Yeni Yol'un grup toplantısında konuşan DEVA Partisi Genel Başkanı Ali Babacan, gündemdeki konulara ilişkin değerlendirmelerde bulundu. Ali Babacan, konuşmasına Azerbaycan'ın Bağımsızlık Günü'nü ve Fenerbahçe Beko Erkek Basketbol Takımı'nı kutlayarak başladı. Cumhurbaşkanı Erdoğan'ın "Siyaset demokrasiyi güçlendirmek için yapılır" ve "Milleti dinlemez, halkın sorunlarına çözüm üretmezseniz; halkçı değil, ya rantçı olursunuz ya da bantçı olursunuz" sözlerini hatırlatan Babacan, şunları kaydetti:
"Bir ülkenin kaderi inatla değil, akılla, sağduyuyla ve vicdanla yazılır. Siyaset ise öfkeyle, intikam duygusuyla değil, uzlaşıyla, ortak akılla ve milletin iradesiyle yapılır. Geçtiğimiz hafta sonu sayın Erdoğan şöyle bir açıklama yaptı. Aynen kendi cümleleriyle aktarıyor. Diyor ki, "siyaset demokrasiyi güçlendirmek için yapılır." "Milleti dinlemez, halkın sorunlarına çözüm üretmezseniz; halkçı değil rantçı olursunuz." Herhalde sadece ben değil, bu cümleleri işten herkes şaşırıp kalmıştır. Sanki iktidarı eleştiren, iktidarı eleştiren herkesi susturan, yargıyı siyasallaştıran, benim yargım diyerek adaleti kendi çizgisine çekmeye çalışan kendisi değilmiş gibi. Sanki milletin taleplerini değil, etraflarına çöreklenmiş menfaat şebekesini önceleyen bu iktidar değilmiş gibi.
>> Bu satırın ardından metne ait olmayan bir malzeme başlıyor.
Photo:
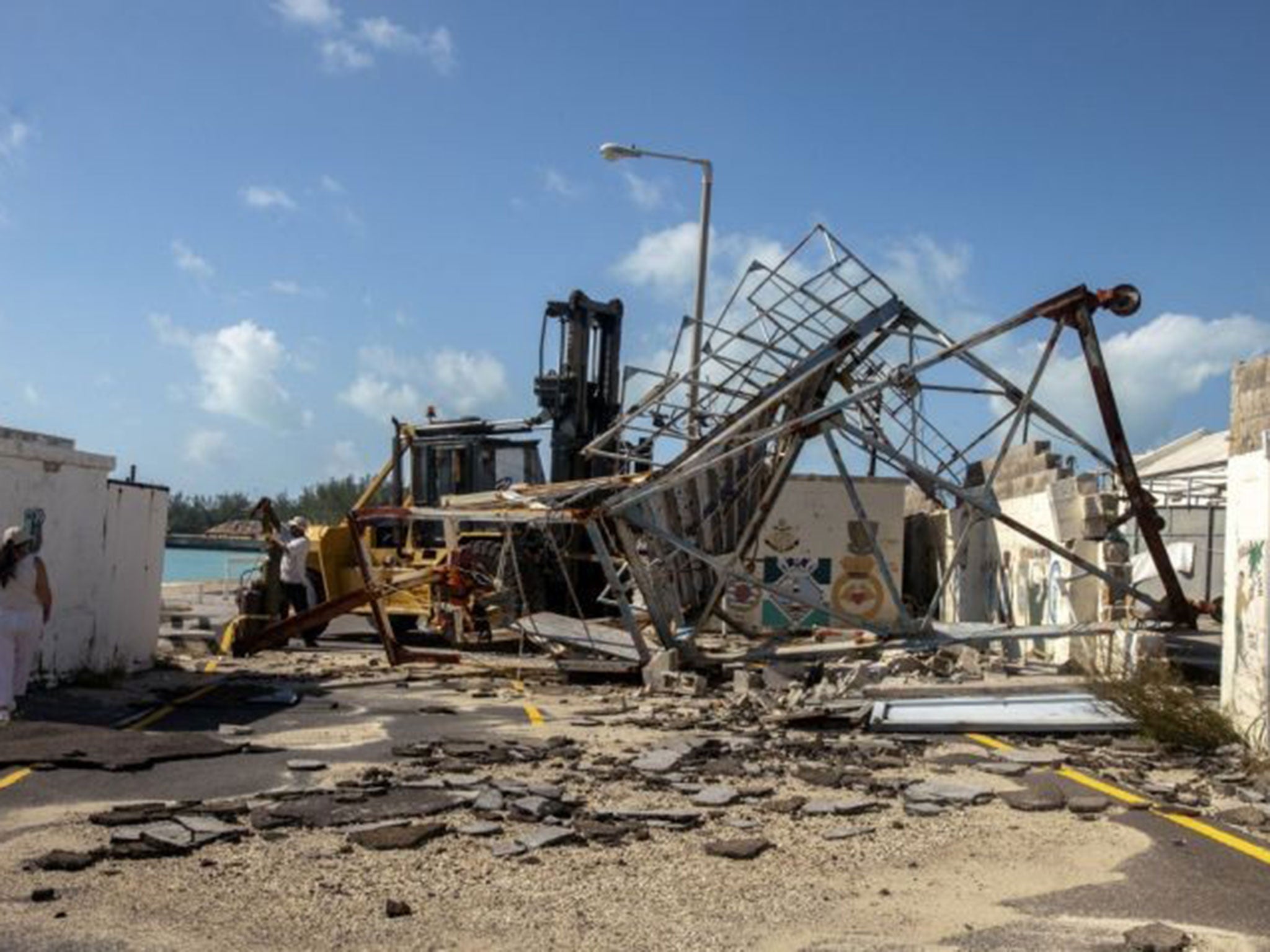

Bu ülkede milletin sırtına yük bindikçe birilerinin serveti katlandı. Milletin sesi kısıldıkça birilerinin makamları büyüttü. Bakın, halkçılık nedir? Rantçılık nedir? Sizi hemen özetleyeyim. Halkçılık adil olmaktır. Rantçılık enflasyonu patlatıp faizleri yüzde 50'ye çıkartmaktır. Halkçılık şeffaf olmaktır. Rantçılık kur korumalı mevduat hesabı diye bir ucubeyi kırk yıl sonra yeniden getirip bu ülkenin başına bela yapmaktır. Halkçılık hesap verebilmektir. Rantçılık imar değişiklikleriyle yandaşları zengin etmektir. Şimdi, sayın Erdoğan'ın tabiriyle kim halkçı, kim rantçı artık milletimizin takdirine bırakıyoruz."
"Düzensizlik, kanunsuzluk ve çürüme bulaşıcıdır"
Babacan, 27 Mayıs darbesinin 65. yıl dönümünde Adnan Menderes, Fatin Rüştü Zorlu ve Hasan Polatkan'ı rahmetle anarak, milletin vesayete ve darbecilere asla sahip çıkmadığını vurguladı.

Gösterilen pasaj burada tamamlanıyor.